Diwan Sandeep, Nair Abhijit, Gawai Nitin, Sancheti Parag
Department of Anesthesiology, Sancheti Hospital, Pune, Maharashtra, India.
Department of Anaesthesiology, Ibra Hospital, North Sharqiya Governorate, Ibra-414, Sultanate of Oman.
J Anaesthesiol Clin Pharmacol. 2021 Oct-Dec;37(4):565-568. doi: 10.4103/joacp.JOACP_584_20. Epub 2022 Jan 6.
The outcomes of plexus and peripheral nerve blocks depend on needle-nerve contact and the spread of local anesthetic (LA) around the plexus or nerve. Needle-nerve distance and spread of LA could be visualized during US-guided lumbar plexus block (LPB).

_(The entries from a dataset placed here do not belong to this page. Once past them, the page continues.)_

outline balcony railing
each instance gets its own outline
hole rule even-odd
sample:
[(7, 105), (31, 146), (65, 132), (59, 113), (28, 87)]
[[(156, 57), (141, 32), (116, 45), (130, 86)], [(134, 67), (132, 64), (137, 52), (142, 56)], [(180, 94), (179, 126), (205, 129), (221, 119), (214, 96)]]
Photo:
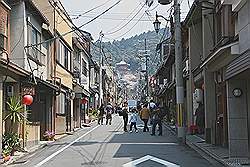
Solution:
[(7, 50), (7, 40), (8, 38), (0, 33), (0, 51)]
[(36, 63), (39, 63), (40, 65), (46, 64), (46, 54), (44, 54), (39, 48), (29, 47), (27, 54), (29, 55), (29, 58), (35, 61)]

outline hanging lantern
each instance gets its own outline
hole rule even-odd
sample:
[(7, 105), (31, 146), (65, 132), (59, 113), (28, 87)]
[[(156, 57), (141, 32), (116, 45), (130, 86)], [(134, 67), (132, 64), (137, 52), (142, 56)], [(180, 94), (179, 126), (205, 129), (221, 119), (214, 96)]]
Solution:
[(86, 98), (81, 100), (81, 104), (87, 104), (87, 103), (88, 103), (88, 100)]
[(33, 97), (31, 95), (24, 95), (22, 102), (25, 105), (31, 105), (33, 102)]

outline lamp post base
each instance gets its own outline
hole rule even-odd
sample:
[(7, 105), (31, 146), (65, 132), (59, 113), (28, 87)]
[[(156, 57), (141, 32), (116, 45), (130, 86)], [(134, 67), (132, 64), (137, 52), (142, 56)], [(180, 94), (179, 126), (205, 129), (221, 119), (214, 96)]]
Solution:
[(186, 128), (178, 127), (177, 128), (177, 136), (182, 143), (186, 143)]

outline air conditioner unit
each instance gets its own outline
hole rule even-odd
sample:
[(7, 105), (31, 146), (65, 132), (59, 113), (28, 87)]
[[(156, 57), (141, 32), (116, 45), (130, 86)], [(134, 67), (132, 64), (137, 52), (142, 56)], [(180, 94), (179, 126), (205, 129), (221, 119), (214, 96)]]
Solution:
[(172, 2), (172, 0), (158, 0), (158, 3), (161, 5), (168, 5)]
[(27, 17), (27, 21), (28, 21), (28, 22), (31, 22), (30, 16)]
[(7, 96), (14, 96), (14, 87), (12, 85), (7, 86)]
[(0, 33), (0, 50), (4, 49), (4, 35)]
[(195, 95), (196, 102), (202, 102), (203, 101), (203, 91), (202, 91), (202, 89), (195, 89), (194, 95)]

After Institutional Ethics Committee approval and after obtaining informed consent, 24 American Society of Anesthesiologists'-physical status I-III patients who underwent surgical fixation of fractures of proximal femur were enrolled. Spinal anesthesia was a primary anesthetic in all patients. At the end of the surgery, all patients received US and neurostimulation-aided LPB at the third lumbar nerve root (LNr). The primary aim was to determine the spread of LA in the lumbar plexus area with the relation of the needle tip and LNr contact. The secondary aim was to understand block efficacy in terms of pain scores monitored at regular intervals and 100 mg intravenous tramadol was administered as a rescue analgesic if VAS >4.
In all 24 patients, we observed an oval and antegrade LA spread after lumbar plexus was identified with neurostimulation at L3. With the needle closer to intervertebral foramina (IVF), a retrograde spread was visualized. Only 2/24 patients received rescue analgesia in the first 24 h.
The type of spread after the US-guided LPB could predict block success of block and a possible epidural spread.
神经丛和周围神经阻滞的效果取决于针与神经的接触以及局部麻醉药(LA)在神经丛或神经周围的扩散。在超声引导下的腰丛阻滞(LPB)过程中,可以观察到针与神经的距离以及LA的扩散情况。
经机构伦理委员会批准并获得知情同意后,纳入24例美国麻醉医师协会身体状况I - III级、接受股骨近端骨折手术固定的患者。所有患者均以脊髓麻醉作为主要麻醉方式。手术结束时,所有患者在第三腰神经根(LNr)处接受超声和神经刺激辅助的腰丛阻滞。主要目的是确定LA在腰丛区域的扩散情况以及与针尖和LNr接触的关系。次要目的是通过定期监测疼痛评分来了解阻滞效果,如果视觉模拟评分(VAS)>4,则静脉注射100 mg曲马多作为补救镇痛药。
在所有24例患者中,在L3处通过神经刺激确定腰丛后,我们观察到LA呈椭圆形且向前扩散。当针靠近椎间孔(IVF)时,可观察到逆行扩散。仅2/24例患者在最初24小时内接受了补救镇痛。
超声引导下腰丛阻滞后的扩散类型可预测阻滞的成功与否以及可能的硬膜外扩散。